Luxury homes for €99,950 as receiver orders fire-sale
DOZENS of luxury homes are going back on the market at fire-sale prices after a receiver took over a half-completed estate.
Selling prices for large three-bedroom semi-detached houses in the upmarket Battery Court development in Longford town are now being sold for less than half their asking price during the height of the property boom.
Three-bedroom semi-detached houses that started at €250,000 will now range between a modest €99,950 and €117,950 when they go back on the market on April 24 and 25.
Four-bedroom detached homes that once commanded a minimum asking price of €385,000 will also be up for grabs for between €205,000 and €219,000. In all, 47 properties ranging in size from 1,000 to 2,055 sq ft set on large private gardens have been resurrected after the half-completed estate became a virtual ghost town when developers Grealy Group went into meltdown during the property collapse.
The development went into receivership six months ago.
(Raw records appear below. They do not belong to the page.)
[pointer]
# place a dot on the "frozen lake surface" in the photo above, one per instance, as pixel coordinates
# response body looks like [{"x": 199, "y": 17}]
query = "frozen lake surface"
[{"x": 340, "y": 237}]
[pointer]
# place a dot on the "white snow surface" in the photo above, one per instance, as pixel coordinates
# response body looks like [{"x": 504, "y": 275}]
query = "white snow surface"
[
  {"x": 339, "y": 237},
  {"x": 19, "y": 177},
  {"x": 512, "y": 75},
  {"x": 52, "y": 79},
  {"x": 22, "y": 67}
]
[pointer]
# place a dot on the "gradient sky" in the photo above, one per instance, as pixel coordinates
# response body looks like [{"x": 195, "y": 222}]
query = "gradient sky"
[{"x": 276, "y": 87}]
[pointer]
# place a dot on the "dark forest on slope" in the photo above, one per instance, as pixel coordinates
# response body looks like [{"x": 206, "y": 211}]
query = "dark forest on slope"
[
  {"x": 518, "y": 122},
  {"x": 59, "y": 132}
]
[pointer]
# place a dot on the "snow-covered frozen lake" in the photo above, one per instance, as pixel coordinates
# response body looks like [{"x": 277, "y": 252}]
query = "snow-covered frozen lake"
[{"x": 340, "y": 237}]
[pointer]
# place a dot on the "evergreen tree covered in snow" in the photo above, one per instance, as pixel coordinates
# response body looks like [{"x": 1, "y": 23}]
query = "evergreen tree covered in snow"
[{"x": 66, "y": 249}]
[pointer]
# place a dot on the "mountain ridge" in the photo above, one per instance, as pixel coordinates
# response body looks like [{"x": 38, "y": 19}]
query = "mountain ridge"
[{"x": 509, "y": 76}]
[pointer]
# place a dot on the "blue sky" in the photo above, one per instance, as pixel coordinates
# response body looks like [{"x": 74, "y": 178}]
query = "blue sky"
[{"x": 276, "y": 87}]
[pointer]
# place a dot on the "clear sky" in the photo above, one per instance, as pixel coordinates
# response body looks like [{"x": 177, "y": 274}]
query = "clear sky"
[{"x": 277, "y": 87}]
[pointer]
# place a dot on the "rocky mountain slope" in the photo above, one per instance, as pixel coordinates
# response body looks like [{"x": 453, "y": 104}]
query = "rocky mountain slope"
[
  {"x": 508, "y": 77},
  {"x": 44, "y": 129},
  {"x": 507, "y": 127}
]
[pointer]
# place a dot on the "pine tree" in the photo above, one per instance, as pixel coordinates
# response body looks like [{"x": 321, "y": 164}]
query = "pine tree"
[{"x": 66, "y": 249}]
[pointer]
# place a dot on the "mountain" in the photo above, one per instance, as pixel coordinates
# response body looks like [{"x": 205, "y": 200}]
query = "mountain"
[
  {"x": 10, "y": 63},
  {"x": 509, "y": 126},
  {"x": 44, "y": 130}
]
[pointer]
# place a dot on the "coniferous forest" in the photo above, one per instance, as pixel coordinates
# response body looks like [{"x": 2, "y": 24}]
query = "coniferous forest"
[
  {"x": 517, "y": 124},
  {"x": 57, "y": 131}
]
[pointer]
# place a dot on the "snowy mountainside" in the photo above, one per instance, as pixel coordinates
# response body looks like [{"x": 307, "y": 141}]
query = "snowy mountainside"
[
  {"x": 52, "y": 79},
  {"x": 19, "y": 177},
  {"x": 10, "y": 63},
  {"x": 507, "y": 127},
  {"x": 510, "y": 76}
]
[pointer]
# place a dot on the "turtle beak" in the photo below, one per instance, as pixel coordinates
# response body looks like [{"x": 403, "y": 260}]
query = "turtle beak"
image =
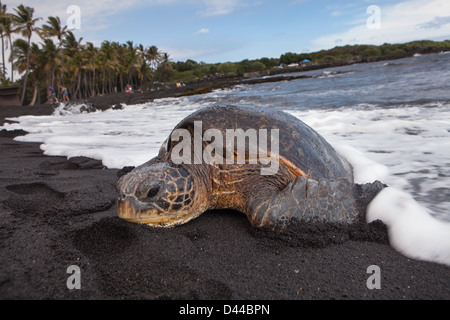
[{"x": 132, "y": 209}]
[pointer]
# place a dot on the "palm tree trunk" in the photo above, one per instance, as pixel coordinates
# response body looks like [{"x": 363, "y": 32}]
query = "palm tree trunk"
[
  {"x": 12, "y": 59},
  {"x": 33, "y": 101},
  {"x": 3, "y": 56},
  {"x": 26, "y": 71},
  {"x": 93, "y": 82}
]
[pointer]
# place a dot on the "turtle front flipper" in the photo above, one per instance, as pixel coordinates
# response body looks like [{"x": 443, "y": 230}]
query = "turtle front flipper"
[{"x": 306, "y": 199}]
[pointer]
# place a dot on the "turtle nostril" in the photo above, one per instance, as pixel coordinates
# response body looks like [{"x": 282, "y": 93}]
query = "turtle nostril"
[{"x": 153, "y": 191}]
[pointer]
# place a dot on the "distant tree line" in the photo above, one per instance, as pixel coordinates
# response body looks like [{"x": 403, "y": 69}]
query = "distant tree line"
[{"x": 61, "y": 60}]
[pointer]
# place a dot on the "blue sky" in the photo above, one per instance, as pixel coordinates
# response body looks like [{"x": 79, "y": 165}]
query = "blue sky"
[{"x": 233, "y": 30}]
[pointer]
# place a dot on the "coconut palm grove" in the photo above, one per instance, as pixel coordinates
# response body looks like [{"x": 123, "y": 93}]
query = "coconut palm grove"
[{"x": 84, "y": 70}]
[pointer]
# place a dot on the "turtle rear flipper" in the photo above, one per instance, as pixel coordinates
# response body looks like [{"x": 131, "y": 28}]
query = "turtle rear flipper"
[{"x": 337, "y": 201}]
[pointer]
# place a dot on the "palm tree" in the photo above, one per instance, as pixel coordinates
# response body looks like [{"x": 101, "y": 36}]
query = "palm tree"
[
  {"x": 91, "y": 52},
  {"x": 24, "y": 19},
  {"x": 2, "y": 34},
  {"x": 53, "y": 28},
  {"x": 72, "y": 49},
  {"x": 165, "y": 68},
  {"x": 8, "y": 27},
  {"x": 36, "y": 62}
]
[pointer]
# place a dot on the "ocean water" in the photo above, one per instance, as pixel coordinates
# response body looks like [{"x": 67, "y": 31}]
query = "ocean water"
[{"x": 391, "y": 120}]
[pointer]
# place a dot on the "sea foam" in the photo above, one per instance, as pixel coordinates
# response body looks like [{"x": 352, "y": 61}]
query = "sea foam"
[{"x": 408, "y": 148}]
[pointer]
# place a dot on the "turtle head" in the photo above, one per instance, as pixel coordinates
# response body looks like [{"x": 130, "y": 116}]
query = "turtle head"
[{"x": 160, "y": 195}]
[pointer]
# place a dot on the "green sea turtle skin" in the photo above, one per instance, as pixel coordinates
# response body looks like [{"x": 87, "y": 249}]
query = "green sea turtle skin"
[{"x": 313, "y": 182}]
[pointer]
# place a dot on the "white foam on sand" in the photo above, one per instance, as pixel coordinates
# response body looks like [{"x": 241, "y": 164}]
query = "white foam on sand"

However, receiver Ray McDwyer has since seen to it that the unfinished properties have been completed and put back on the market.
Auctioneer Don Crotty, of Crotty Auctioneers in Cavan, said: "Under instructions from the receiver Ray McDwyer, Crotty Auctioneers took over the development and spent the last seven months cleaning up the site and carrying out repairs and maintenance to the existing structures."
Mr Crotty said selling off unfinished estates at bargain prices "is the way forward".
He added: "People have to have homes to live in and it is three years since houses were bought in this country.
"Half-finished developments do nothing for towns and I would say that we have reached the bottom of the market now."
The sale comes less than a month after apartments at Tailteann Court in Mullingar, Co Westmeath, went on sale last month starting at €69,950.
The developer had built 63 apartments but sold none before National Irish Bank appointed receiver John McStay on foot of debts of €7.8m.
Prices started at €69,950 for one-bedroom apartments, €82,450 for two-bedroom units and €98,000 for three-bed units -- or approximately half of what they were at the peak of the boom.